Chloe Sneary, a guest services coordinator, is one of the first people guests see when they walk into the building. Sneary has watched the organization adapt to COVID-19 and believes management does well at taking a team member’s idea and turning it into action.
For example, since the pandemic shuttered the community kitchen, guests haven’t been able to cook and mingle.
“We were just talking with our hospitality manager and we’re thinking, how can we get our meal groups back?” Sneary said. Team members noticed the two cottages located in the Ronald McDonald House park were untouched.
“So we decided to get some new kitchen stuff and then we’ll have groups of five go into the cottages and cook their meals there,” said Sneary. “That was a really cool idea that we’re going to get going.”
Guest care wasn’t the only concern when COVID-19 arrived. Employees were siloed, and team interactions became scarce.

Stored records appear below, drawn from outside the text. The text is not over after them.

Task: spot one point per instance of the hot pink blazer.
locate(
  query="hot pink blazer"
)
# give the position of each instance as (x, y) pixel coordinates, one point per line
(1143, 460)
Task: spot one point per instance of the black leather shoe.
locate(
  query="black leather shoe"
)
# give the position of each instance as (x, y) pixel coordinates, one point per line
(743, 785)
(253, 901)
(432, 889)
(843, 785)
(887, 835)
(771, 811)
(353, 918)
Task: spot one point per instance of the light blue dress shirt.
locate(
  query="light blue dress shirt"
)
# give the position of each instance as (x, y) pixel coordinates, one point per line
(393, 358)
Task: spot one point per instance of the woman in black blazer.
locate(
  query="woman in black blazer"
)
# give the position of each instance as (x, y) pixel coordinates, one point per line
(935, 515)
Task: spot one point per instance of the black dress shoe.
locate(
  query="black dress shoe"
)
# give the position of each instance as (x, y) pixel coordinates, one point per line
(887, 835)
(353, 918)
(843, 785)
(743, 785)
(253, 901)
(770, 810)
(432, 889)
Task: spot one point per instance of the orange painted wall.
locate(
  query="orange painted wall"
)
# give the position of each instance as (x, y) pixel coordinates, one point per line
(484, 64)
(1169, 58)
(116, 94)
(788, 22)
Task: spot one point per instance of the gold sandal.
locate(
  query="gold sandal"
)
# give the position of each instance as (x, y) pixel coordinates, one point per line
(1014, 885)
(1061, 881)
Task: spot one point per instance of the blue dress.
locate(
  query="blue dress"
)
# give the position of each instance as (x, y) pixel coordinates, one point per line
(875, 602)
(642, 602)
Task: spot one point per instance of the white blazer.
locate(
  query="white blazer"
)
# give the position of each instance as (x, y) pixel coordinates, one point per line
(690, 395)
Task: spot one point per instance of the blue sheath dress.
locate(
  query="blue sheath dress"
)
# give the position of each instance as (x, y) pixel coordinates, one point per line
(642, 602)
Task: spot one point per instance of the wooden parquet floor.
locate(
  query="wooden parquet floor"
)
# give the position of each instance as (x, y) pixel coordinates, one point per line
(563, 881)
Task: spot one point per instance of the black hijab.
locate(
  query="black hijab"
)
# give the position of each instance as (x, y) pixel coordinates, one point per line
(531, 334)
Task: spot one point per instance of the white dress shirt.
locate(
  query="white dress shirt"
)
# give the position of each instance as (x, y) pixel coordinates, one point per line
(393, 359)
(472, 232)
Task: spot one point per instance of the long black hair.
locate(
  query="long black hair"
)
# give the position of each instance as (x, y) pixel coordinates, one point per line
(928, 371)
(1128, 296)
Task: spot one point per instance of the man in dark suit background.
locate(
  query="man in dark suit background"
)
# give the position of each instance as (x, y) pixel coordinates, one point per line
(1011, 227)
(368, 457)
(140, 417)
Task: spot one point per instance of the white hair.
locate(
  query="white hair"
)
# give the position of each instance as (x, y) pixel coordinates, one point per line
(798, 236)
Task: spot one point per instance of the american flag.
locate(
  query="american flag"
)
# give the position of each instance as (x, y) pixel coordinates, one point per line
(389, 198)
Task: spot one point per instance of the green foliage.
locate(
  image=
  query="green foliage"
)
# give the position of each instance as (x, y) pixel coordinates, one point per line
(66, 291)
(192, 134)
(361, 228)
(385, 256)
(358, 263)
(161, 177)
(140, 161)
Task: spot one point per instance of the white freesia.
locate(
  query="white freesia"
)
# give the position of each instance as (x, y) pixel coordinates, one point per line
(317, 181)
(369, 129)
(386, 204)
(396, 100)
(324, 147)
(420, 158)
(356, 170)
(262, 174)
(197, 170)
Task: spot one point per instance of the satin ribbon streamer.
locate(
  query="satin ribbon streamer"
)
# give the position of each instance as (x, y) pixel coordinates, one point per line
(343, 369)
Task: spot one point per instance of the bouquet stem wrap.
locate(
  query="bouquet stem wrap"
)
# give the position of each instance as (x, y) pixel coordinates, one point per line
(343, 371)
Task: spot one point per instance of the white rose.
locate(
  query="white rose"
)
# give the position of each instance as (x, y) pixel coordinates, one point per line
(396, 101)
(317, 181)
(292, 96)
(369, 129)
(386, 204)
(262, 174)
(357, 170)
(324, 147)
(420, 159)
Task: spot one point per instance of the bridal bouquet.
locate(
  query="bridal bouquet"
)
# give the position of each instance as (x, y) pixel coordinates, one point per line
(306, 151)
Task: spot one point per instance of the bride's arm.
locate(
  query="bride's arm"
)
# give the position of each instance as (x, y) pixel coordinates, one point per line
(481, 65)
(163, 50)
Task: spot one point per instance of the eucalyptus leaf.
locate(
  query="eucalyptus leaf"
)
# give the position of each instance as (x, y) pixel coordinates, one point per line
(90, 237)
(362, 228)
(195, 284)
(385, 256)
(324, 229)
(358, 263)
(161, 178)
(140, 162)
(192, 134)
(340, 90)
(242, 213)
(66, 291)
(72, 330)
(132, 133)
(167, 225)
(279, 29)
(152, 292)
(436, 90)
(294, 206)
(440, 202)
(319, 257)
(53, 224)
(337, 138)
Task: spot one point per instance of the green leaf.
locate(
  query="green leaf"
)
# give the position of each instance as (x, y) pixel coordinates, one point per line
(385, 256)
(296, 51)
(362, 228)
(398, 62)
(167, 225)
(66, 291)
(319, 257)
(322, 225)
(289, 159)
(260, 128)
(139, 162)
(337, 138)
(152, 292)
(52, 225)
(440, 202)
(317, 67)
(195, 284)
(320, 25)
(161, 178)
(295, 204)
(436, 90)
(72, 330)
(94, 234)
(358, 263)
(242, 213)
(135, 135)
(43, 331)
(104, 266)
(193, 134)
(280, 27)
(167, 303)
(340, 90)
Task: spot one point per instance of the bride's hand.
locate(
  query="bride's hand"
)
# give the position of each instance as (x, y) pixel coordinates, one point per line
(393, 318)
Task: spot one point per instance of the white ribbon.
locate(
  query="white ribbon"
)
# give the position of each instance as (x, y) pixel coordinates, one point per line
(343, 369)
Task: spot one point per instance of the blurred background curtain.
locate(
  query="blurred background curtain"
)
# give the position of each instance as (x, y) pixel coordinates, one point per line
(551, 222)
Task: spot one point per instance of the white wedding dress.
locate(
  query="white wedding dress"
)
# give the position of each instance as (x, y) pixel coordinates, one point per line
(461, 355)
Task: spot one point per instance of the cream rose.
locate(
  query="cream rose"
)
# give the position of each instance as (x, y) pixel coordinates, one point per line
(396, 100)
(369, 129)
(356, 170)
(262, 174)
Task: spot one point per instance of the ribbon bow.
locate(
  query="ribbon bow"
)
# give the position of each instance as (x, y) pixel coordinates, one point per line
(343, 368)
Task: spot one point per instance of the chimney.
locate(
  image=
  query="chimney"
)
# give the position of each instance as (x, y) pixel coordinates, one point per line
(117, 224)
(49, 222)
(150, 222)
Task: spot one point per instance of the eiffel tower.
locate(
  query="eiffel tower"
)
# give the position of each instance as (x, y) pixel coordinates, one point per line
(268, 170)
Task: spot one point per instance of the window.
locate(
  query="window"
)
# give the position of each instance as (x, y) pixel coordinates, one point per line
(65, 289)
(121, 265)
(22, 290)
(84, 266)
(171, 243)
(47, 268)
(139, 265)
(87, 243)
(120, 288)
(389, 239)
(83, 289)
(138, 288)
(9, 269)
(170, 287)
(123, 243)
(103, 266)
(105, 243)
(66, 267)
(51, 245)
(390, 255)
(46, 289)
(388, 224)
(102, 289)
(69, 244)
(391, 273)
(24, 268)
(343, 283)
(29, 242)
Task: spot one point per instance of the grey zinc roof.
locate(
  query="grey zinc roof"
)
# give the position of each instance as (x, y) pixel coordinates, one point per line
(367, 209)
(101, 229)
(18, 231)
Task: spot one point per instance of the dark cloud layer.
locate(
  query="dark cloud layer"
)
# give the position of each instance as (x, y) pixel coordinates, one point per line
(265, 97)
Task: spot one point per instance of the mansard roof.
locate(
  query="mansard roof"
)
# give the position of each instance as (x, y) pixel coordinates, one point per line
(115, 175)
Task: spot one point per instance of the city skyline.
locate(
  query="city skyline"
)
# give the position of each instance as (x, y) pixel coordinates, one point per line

“We had the incredible fortune of keeping everybody employed, keeping everybody paid,” Takeno said. “Everybody was checked in on, and we still tried to keep the team together.”
Despite the lack of team gatherings, staffers did their best to look out for one another through video chats, socially distanced meetings outside in the facility’s newly built park and food drop-offs for those living alone.
Managers urged team members to prioritize self-care, move their bodies, and ask for help.
“We’ve had a lot of open conversations with the team about emotional health and mental health,” Takeno said. “We talk about it a lot so that the team doesn’t just feel like they’re secure in their positions but that they also can openly say if they would like some more resources.”
Regardless of the challenges COVID-19 presented, the organization is growing. Another family room is already in the works at Primary Children’s Hospital. Within the next year, the nonprofit hopes to open one at the University of Utah Hospital. And once a new children’s hospital is built in Lehi, a family room will be up and running there.
The Ronald McDonald House is also building three more rooms, creating a total of 75 suites, in its main Salt Lake City building, which is projected to accommodate 150 to 200 additional families annually.
Even as the organization grows, employee turnover is rarely a concern. Staffers tend to stick.
Jamie Pecor started as a volunteer before securing a full-time gig as a guest services team member. In July, she was promoted to the front desk manager.
“They’re [management] really good here about looking at where you would like to go and making sure that there’s always room for growth,” said Pecor, “because they want to keep people here.
“It’s been three years since I started working here,” she added, “and I have loved every minute.”